When two or more people own land or property and decide to split the assets up into separate ownership there could be a capital gain. Ian Wright reveals that there is good news and that comes in the form of a little-known concession...
If two brothers both own four buy-to-let properties jointly and decide to own two each as sole owners then technically each brother is selling 50% and buying 50% of the properties. This would therefore result in a capital gain on half of the value of all the properties.
Good news! There is an extra statutory concession (known as ESC D26) which allows joint owners to exchange their joint interests without a charge to tax. This relief is similar to a type rollover relief under s 247 & s 248 TCGA 1992. This concession becomes law from 1 April 2010 (s 248A-E).
Types of Joint Ownership
You can split up various assets, such as a portfolio of let accommodation, or even split one asset into two, such as splitting a one hundred acre plot into two fifty acre plots. The concession is only allowed where, after the split, everyone ends up with sole ownership after the exchange.

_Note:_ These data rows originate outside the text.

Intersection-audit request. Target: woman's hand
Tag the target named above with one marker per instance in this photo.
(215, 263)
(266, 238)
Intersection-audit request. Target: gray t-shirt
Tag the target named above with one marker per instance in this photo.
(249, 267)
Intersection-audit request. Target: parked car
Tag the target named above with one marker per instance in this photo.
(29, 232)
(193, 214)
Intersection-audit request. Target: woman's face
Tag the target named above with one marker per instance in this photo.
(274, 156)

Do They Have to be Business Assets?
The simple answer is no. The concession can apply to any jointly owned assets.
One of the main rules with regard to claiming ESC D26 is that in order to avoid a capital gain the split should be equal to the value of the assets relinquished. For example, if two people own two houses worth £400,000 but one house is worth £250,000 and the other is worth £150,000 then an exchange to own a house each will not avoid tax, and more to the point it is not very fair!
An equalisation payment of £50,000 will no doubt be required to make the exchange fair. The equalisation payment would therefore create a partial capital gain.
Interestingly, you do not have to own assets in equal portions to claim the concession; you just need to ensure that the resulting exchange is in proportion to the share of assets owned. For example, if two people jointly owned three properties all worth £100,000 each, and the percentage of ownership was 1/3 to 2/3 then an exchange giving the 2/3 owner two properties and the 1/3 owner one property would work.
Principal Private Residence (Your Home)
One particular restriction to the use of the concession is if the land in which the further interest is acquired is, or at any time has been or becomes, the only or main residence of the transferee.
The tax office will extend their concession to include principal private residences if as a result of the exchange each person becomes the sole owner of their respective home and the gain hypothetically arising on a sale immediately after the exchange would be wholly exempt.
The point of this hypothetical sale is to ensure that a capital gain would not arise due to property being exchanged in circumstances where full relief under the principal private residence relief rules are restricted such as not always having lived in the property or where part of a residence has been used exclusively for business.
Spouse and Civil Partners
Spouses or civil partners are in fact treated as one person (sole owning union) for the purposes of ESC D26.
Stamp Duty Land Tax (SDLT)
Technically, SDLT should be payable on an exchange however there is legislation under SDLT law which can permit partitions of land to be exempted from the tax (FA 2003 Sch 4 para 6).
You can read more about the concession at:
Even if assets are not split up equally the capital gains tax and SDLT liability should be lower when claiming ESC D26 and applying SDLT law.